For imaging parS containing transgenes, virgins carrying three
fluorescent protein fusions (yw; MCP::3xmTagBFP2/PCP::3xmKate2;
ParB::eGFP/+) were crossed with males carrying the
eve-MS2 allele and the reporter transgene. For the 0kb
co-localization control, virgins carrying three fluorescent protein fusions
(yw, MCP::3xmTagBFP2/MCP::mCherry; PCP::eGFP/+)

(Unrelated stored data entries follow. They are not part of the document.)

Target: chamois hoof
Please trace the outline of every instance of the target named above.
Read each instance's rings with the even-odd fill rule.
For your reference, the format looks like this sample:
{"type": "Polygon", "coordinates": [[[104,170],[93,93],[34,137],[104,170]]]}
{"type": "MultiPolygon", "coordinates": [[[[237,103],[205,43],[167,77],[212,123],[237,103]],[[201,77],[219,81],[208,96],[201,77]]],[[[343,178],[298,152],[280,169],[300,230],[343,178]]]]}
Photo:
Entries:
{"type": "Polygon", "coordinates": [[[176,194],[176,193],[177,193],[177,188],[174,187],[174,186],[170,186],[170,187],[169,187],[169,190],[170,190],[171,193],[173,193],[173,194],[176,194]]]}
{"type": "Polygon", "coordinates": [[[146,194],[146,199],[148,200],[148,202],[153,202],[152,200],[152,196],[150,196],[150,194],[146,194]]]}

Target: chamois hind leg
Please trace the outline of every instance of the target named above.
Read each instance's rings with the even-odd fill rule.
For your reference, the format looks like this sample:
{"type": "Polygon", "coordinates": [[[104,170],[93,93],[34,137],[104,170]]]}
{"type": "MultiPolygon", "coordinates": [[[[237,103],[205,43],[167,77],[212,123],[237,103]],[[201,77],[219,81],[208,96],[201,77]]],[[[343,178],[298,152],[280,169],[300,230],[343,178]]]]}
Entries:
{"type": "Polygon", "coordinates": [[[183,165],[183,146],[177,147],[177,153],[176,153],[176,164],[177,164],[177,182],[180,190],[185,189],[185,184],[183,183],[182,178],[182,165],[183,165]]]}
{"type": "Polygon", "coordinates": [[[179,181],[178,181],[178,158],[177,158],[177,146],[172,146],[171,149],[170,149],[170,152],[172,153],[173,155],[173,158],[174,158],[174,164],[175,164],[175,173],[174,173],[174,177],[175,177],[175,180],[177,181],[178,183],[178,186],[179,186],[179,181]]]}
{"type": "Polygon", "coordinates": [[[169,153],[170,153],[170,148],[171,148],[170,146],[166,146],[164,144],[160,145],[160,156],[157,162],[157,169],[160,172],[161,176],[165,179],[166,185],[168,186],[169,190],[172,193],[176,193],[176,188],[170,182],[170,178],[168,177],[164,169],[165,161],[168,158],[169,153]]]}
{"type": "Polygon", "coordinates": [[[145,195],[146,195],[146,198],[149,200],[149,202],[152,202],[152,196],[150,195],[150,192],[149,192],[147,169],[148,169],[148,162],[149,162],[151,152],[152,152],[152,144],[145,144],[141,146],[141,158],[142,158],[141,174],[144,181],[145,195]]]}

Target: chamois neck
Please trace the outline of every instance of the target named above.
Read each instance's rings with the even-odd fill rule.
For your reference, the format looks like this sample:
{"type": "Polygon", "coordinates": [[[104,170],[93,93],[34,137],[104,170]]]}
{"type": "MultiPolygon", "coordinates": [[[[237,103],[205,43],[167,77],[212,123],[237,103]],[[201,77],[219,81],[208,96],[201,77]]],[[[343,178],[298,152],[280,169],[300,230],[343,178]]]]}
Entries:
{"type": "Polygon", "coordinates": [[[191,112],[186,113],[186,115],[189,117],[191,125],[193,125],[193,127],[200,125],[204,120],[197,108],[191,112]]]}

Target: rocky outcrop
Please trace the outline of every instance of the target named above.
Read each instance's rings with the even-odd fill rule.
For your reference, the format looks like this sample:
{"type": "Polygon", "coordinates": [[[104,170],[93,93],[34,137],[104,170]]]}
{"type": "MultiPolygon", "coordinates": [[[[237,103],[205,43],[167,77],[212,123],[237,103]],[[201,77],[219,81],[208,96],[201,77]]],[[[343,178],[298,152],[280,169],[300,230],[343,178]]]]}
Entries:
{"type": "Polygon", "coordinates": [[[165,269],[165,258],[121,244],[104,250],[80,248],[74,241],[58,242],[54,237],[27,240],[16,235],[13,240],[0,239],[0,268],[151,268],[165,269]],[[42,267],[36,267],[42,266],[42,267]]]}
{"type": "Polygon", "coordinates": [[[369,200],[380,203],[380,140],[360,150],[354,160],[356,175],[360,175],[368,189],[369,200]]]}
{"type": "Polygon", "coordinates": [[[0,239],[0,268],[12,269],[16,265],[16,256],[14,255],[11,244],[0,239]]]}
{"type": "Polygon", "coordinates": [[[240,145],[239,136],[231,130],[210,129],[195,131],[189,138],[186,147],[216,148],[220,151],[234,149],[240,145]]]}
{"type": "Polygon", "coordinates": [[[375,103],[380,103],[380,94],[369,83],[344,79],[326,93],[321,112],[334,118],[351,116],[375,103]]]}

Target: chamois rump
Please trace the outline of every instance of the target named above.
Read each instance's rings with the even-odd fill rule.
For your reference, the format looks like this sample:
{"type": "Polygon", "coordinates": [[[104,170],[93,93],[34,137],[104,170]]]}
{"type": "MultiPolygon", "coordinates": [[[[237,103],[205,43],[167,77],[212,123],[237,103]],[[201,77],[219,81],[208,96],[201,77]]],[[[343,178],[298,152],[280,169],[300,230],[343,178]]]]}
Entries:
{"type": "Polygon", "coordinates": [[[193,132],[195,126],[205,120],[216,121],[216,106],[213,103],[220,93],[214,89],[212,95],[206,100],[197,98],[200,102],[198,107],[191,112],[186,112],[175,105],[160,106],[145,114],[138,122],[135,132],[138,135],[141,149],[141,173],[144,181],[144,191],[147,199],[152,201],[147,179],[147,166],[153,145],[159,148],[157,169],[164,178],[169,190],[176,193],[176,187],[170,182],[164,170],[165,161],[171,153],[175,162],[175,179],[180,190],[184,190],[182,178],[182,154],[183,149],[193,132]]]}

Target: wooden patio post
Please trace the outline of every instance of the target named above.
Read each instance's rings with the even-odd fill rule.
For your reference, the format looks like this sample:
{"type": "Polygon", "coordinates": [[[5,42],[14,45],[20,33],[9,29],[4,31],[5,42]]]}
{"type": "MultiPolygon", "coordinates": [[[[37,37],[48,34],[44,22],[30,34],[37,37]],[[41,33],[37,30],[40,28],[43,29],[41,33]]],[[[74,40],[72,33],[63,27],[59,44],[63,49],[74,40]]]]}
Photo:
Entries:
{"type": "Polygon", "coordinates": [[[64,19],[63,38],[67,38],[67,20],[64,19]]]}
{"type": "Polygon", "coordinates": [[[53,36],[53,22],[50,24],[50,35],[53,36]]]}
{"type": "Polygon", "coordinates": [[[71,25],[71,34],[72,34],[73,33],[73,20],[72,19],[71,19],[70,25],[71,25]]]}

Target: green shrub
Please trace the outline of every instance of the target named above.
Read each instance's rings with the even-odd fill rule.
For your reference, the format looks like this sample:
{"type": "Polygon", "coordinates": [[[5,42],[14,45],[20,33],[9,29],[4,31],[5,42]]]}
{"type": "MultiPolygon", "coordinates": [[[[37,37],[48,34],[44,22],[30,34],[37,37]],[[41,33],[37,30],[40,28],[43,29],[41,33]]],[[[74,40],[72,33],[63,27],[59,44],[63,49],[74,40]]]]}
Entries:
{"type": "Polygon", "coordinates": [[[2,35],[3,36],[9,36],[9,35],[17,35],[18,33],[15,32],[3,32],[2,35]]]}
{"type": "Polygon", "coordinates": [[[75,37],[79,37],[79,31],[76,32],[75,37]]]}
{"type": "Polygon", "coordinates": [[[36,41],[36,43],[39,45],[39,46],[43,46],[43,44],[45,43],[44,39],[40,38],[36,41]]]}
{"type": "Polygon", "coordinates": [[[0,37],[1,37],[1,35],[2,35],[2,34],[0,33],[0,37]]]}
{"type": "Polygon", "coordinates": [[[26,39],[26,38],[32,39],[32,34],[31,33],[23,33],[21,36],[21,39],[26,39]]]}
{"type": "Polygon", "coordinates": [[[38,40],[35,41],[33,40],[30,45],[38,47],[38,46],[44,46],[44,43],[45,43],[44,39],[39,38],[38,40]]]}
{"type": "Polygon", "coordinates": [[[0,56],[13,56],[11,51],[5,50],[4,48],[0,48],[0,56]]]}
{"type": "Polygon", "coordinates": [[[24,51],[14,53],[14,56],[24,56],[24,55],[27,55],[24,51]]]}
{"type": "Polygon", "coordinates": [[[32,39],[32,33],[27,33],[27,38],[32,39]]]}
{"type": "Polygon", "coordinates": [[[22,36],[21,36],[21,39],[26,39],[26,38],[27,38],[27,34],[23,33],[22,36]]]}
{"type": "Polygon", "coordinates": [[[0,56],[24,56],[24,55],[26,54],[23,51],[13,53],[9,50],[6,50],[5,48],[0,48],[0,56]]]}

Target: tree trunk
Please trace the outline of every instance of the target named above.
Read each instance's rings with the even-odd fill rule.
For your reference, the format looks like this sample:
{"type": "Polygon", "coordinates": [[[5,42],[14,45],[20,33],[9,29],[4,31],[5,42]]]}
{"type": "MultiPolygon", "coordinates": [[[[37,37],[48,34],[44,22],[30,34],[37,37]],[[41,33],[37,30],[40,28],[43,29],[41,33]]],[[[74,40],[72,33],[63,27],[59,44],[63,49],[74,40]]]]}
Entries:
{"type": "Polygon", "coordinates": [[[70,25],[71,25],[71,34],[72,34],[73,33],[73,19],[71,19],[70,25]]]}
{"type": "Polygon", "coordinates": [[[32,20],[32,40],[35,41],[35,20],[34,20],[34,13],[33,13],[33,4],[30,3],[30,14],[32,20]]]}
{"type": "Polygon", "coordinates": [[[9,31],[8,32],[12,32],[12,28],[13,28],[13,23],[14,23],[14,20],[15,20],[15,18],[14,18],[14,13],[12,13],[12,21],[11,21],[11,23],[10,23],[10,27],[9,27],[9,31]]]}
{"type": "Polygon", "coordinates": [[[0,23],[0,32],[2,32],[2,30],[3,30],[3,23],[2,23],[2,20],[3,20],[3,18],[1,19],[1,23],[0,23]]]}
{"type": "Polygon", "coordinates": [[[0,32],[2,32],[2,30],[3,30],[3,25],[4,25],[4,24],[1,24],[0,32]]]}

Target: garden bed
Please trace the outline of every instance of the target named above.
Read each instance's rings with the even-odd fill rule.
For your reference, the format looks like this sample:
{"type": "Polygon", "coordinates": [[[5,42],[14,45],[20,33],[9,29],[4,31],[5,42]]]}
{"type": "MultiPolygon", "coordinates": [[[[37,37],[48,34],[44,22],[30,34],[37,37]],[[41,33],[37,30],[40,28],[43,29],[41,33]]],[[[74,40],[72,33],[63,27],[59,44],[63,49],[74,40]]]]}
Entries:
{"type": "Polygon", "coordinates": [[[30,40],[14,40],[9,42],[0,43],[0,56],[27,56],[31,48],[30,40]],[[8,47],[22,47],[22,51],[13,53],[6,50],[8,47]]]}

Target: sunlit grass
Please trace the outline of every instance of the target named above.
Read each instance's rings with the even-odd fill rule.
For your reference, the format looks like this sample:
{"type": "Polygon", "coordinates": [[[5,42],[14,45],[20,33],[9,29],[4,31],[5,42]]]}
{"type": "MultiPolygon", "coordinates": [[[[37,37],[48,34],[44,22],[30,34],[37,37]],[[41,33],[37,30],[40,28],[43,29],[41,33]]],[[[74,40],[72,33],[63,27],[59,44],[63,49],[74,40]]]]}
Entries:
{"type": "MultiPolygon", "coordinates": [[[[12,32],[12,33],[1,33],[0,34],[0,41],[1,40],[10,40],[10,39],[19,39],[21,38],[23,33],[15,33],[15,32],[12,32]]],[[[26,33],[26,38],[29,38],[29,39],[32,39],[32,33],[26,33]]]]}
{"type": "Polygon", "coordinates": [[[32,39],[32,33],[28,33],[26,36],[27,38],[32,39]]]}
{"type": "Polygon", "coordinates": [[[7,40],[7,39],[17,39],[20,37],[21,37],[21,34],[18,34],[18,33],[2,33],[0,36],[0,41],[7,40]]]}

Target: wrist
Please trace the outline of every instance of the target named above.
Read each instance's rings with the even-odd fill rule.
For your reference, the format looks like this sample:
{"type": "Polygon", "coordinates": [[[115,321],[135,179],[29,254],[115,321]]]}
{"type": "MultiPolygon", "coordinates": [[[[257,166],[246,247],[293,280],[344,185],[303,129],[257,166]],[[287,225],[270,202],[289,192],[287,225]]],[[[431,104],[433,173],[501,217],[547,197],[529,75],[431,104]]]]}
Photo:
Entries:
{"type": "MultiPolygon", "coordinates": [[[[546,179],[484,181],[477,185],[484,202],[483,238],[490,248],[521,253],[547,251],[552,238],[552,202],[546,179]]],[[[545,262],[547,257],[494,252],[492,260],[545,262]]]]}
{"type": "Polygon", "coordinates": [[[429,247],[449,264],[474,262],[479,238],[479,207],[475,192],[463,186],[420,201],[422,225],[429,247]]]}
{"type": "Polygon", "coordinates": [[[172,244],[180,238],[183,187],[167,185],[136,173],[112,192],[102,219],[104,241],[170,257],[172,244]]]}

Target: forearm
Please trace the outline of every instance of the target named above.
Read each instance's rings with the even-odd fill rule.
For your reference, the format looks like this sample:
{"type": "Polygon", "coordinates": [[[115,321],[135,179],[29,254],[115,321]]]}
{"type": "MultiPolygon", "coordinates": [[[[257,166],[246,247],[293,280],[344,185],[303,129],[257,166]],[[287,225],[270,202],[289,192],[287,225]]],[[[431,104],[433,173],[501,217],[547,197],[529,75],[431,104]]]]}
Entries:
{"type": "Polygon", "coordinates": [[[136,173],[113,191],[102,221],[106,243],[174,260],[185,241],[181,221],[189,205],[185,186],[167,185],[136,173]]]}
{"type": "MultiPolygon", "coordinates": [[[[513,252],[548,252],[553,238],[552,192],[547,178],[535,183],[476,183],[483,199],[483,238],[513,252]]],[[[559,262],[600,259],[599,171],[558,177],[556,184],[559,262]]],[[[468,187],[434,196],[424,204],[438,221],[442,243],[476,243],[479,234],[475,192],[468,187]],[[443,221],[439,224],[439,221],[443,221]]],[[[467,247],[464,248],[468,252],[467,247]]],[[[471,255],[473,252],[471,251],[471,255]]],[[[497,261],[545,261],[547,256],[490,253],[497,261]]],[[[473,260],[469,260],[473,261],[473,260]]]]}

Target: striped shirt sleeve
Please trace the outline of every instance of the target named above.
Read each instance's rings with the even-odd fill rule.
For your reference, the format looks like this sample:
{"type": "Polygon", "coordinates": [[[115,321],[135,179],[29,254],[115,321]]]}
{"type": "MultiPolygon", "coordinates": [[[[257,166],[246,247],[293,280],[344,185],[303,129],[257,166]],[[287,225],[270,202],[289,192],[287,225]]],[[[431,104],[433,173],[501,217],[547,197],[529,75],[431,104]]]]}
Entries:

were crossed with males carrying the hbP2-24×MS2PP7-kni
transgene. For the lacO/LacI control, virgins with three fluorescent protein
fusions (yw; MCP::3xmTagBFP2/PCP::3xmKate2;
LacI::GFP/+) were used. The embryos from the above crosses were manually
dechorionated and mounted as described[32]. For bead experiments, 200 nm three-color coated
TetraSpec beads were used.All images were acquired on a Leica SP5 confocal microscope with a Leica
oil immersion 63× NA1.44 objective. Three laser lines at 405 nm (0.4
μW), 488 nm (1.1 μW) and 591 nm (0.5 μW) were used to
excite the blue, green and red fluorophores, respectively. For bead experiments,
we modulated laser powers in order to get a spectrum of emission signals. Three
HyD detectors in photon counting mode were used to collect fluorescence emission
spectra. Voxel size for all images was set at 107nmx107nmx334nm, and the total
volume imaged was about 110×27×8 μm3. Frame
interval for all time-lapse videos was 30 s, except for the ones shown in Fig. 1C (15 s). Images were taken at
1,024×256×25 voxels and focused on the posterior half of the
embryo, encompassing eve stripes 3–7. Embryos that exit
mitosis 13 were timed[64].
Imaging started at 20±2 min into nc14 and finished at gastrulation
(62±2 min into nc14).Image processing and data analysis (All image processing
and data analysis was performed using MATLAB R2015a, MathWorks):
1. Nuclear segmentation and tracking
Nuclear segmentation was performed on the difference between the
blue and red channels (NLS::MCP::3xmTagBFP2 is enriched in the nuclear
compartment while ParB-eGFP is enriched in the cytoplasm): the maximum
z-projection of the green channel was subtracted from the blue channel, and
the resulting image was subsequently Gaussian blurred (σ=5),
binarized (using a local Otsu’s threshold at 5×5
μm2) and opened with a disk of diameter d=5
pixels. A watershed transformation was performed on the distance matrix
calculated from the binarized image to get the segmentation for each frame,
and a nuclear mask was calculated from each segmented region.Since each frame contains only 70–100 nuclei, we used an
exhaustive search for nuclear tracking. Because both the whole embryo and
the nuclei might move during imaging, we calculated a local vector that
recapitulates the nuclear movement by minimizing cross-correlation between
nuclear masks of two consecutive frames. After correcting for movement, we
multiplied each nuclear mask at time t to all individual
nuclear masks from t+1, and the matching nucleus
was selected based on the total pixel value of the product images. All
nuclear segmentation and tracking results were scrutinized manually.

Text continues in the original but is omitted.